Joe Fresh was born only five years ago, when Mimran—one of the original creative minds behind Club Monaco, well-known as a sort of mad genius of retail—agreed to create a clothing line to be featured in the food aisles of the Lowblaw and Real Canadian Superstores (à la Target, with more fresh food). Before long, the brand erupted from the produce sections, multiplying like Manitoban elk into 330 stores all over the Great White North.
Now the label is set to thrive in the same space as megabrands UNIQLO and H&M, offering well-made, well-cut clothes in good fabrics at very low, “opening” price points (from $2 to $159). Joe Fresh spans every category—from ready-to-wear to shoes, intimates, and cosmetics—for both sexes, from birth on. And it does them well. In the Joe Fresh showroom—where gesso-matte walls and distinct nods to the boutiques of, say, Maison Martin Margiela create a very “Art Basel” aesthetic—Mimran waltzes through his fall collection, reflexively touching everything, exultant over the thickness of gold-foiled, skinny denim jeans and the hand-feel of merino turtleneck sweaters (both $49).

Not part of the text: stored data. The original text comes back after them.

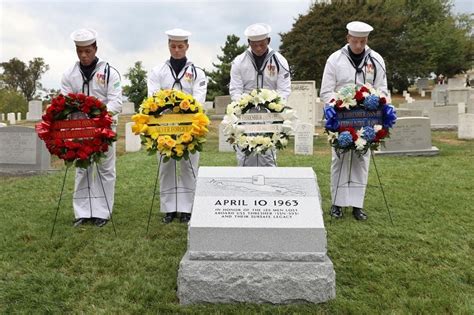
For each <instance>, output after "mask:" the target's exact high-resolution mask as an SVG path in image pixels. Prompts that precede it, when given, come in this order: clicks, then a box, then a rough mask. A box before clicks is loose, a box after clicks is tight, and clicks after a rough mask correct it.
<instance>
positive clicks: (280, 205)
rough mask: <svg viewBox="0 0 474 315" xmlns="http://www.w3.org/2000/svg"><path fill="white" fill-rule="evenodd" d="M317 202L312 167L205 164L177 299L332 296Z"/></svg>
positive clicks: (316, 191) (263, 297)
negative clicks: (285, 166) (232, 166)
mask: <svg viewBox="0 0 474 315" xmlns="http://www.w3.org/2000/svg"><path fill="white" fill-rule="evenodd" d="M320 203H321V200H320V194H319V187H318V185H317V180H316V175H315V174H314V171H313V169H312V168H309V167H306V168H303V167H301V168H286V167H200V168H199V174H198V178H197V187H196V195H195V199H194V207H193V215H192V217H191V221H190V224H189V228H188V248H187V252H186V254H185V255H184V257H183V259H182V260H181V263H180V265H179V271H178V298H179V301H180V303H181V304H193V303H241V302H243V303H273V304H280V303H281V304H287V303H294V302H295V301H297V302H311V303H320V302H325V301H328V300H330V299H333V298H334V297H335V272H334V268H333V265H332V262H331V260H330V259H329V258H328V256H327V249H326V246H327V241H326V230H325V228H324V221H323V216H322V210H321V204H320Z"/></svg>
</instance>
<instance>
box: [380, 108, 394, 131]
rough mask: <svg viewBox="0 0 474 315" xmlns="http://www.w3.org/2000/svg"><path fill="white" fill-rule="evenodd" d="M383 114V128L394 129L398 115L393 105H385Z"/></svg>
mask: <svg viewBox="0 0 474 315" xmlns="http://www.w3.org/2000/svg"><path fill="white" fill-rule="evenodd" d="M382 113H383V122H382V124H383V127H384V128H392V127H393V125H394V124H395V121H396V120H397V115H396V112H395V109H394V107H393V106H392V105H386V104H385V105H384V106H383V107H382Z"/></svg>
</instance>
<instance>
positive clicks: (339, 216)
mask: <svg viewBox="0 0 474 315" xmlns="http://www.w3.org/2000/svg"><path fill="white" fill-rule="evenodd" d="M329 214H330V215H331V217H333V218H336V219H340V218H342V208H341V207H339V206H335V205H333V206H332V207H331V212H330V213H329Z"/></svg>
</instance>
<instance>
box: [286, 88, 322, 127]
mask: <svg viewBox="0 0 474 315" xmlns="http://www.w3.org/2000/svg"><path fill="white" fill-rule="evenodd" d="M316 97H317V95H316V82H315V81H292V82H291V94H290V96H289V97H288V100H287V105H288V106H290V107H291V108H293V110H295V111H296V114H297V115H298V118H299V120H300V121H301V122H304V123H310V124H312V125H313V126H315V124H316V122H317V121H318V120H319V121H320V120H321V115H322V114H321V112H319V113H318V112H317V111H316V108H315V99H316ZM317 117H319V119H318V118H317Z"/></svg>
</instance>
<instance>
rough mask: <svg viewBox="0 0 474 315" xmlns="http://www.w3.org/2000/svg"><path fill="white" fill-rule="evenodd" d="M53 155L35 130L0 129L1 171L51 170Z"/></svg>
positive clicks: (33, 129)
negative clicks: (49, 150)
mask: <svg viewBox="0 0 474 315" xmlns="http://www.w3.org/2000/svg"><path fill="white" fill-rule="evenodd" d="M50 164H51V155H50V154H49V152H48V150H47V149H46V146H45V144H44V142H43V141H42V140H40V138H38V135H37V134H36V131H35V129H34V128H29V127H17V126H15V127H6V128H1V129H0V169H7V170H14V171H25V172H26V171H38V170H48V169H50Z"/></svg>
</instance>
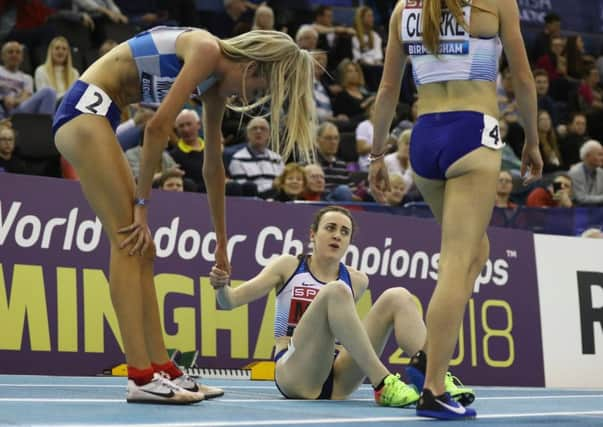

In addition to peppy, nicely made, current-but-not-runway-slavish sportswear, there are avant-garde signature pieces. The jewel of the fall collection is a bell-shaped neoprene coat—in orange, naturally—inspired by a vintage Balenciaga, which will retail for $99. Balenciaga, he explains, was able to achieve antigravity shapes through the use of expensive, double-weave fabrics that aren’t available anymore. “We first showed it in wool, but the wool wasn’t really capturing the shape. So I thought, Why don’t we try neoprene?” he says. “It’s like an art piece and sculptural and at the same time, it’s so brand correct.”